Question

An electron in the hydrogen atom jumps from excited state n to the ground state. The wavelength so emitted illuminates a photosensitive material having work function 2.75 eV. If the stopping potential of the photoelectron is 10 V. What is the value of n?
(A) 3
(B) 4
(C) 5
(D) 2

Answer 1

When an electron absorbs energy, it jumps to a higher orbital. This is called an excited state. An electron in an excited state can release energy and fall to a lower state. When it does, the electron releases a photon of electromagnetic energy.

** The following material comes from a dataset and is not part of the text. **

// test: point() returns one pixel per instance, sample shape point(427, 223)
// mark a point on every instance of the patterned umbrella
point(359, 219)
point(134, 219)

To find out the value of n, we will use the Einstein’s photoelectric equation i.e.
$\Rightarrow e{{V}_{0}}=hv-W$

Complete step by step answer:
Here, Stopping potential, ${{V}_{0}}=10V$
Work function, W = 2.75 eV
According to Einstein’s photoelectric equation
$\begin{aligned} &\Rightarrow e{{V}_{0}}=hv-W \\\ &\Rightarrow hv=e{{V}_{0}}+W \\\ \end{aligned}$
Substituting the values we get;
$\begin{aligned} &\Rightarrow hv=10eV+2.75eV \\\ &\Rightarrow hv=12.75eV\text{ }......................\text{ (1)} \\\ \end{aligned}$
Now,
When an electron in the hydrogen atom makes a transition from excited state n to the ground state (n=1), then the frequency (v) of the emitted photon is given by:
$\begin{aligned} &\Rightarrow hv={{E}_{n}}-{{E}_{1}} \\\ &\Rightarrow hv=\dfrac{-13.6}{{{n}^{2}}}-\left( \dfrac{-13.6}{{{1}^{2}}} \right) \\\ \end{aligned}$
(Because for hydrogen atom, Bohr’s atomic energy in nth orbit is given by $~\text{ }{{E}_{n}}=\dfrac{-13.6}{{{n}^{2}}}eV$ ).
According to the given problem,
$\Rightarrow hv=\dfrac{-13.6}{{{n}^{2}}}+13.6$
Using equation (1),
$\begin{aligned} &\Rightarrow \dfrac{-13.6}{{{n}^{2}}}+13.6=12.75 \\\ &\Rightarrow \dfrac{-13.6}{{{n}^{2}}}=-0.85 \\\ &\Rightarrow {{n}^{2}}=\dfrac{13.6}{0.85} \\\ &\Rightarrow {{n}^{2}}=16 \\\ &\Rightarrow n=4 \\\ \end{aligned}$
Therefore option (B) is the correct answer.

Note:
We can also calculate the de-Broglie wavelength from this by using Rydberg formula i.e.
$\Rightarrow \dfrac{1}{\lambda }=\overline{v}=R\left[ \dfrac{1}{{{n}_{f}}^{2}}-\dfrac{1}{{{n}_{i}}^{2}} \right]$
Where $\overline{v}$ is the wave number,$R$ is the Rydberg constant, ${{n}_{f}}$ and ${{n}_{i}}$ are the final and initial number of orbits from which emission of electrons takes place.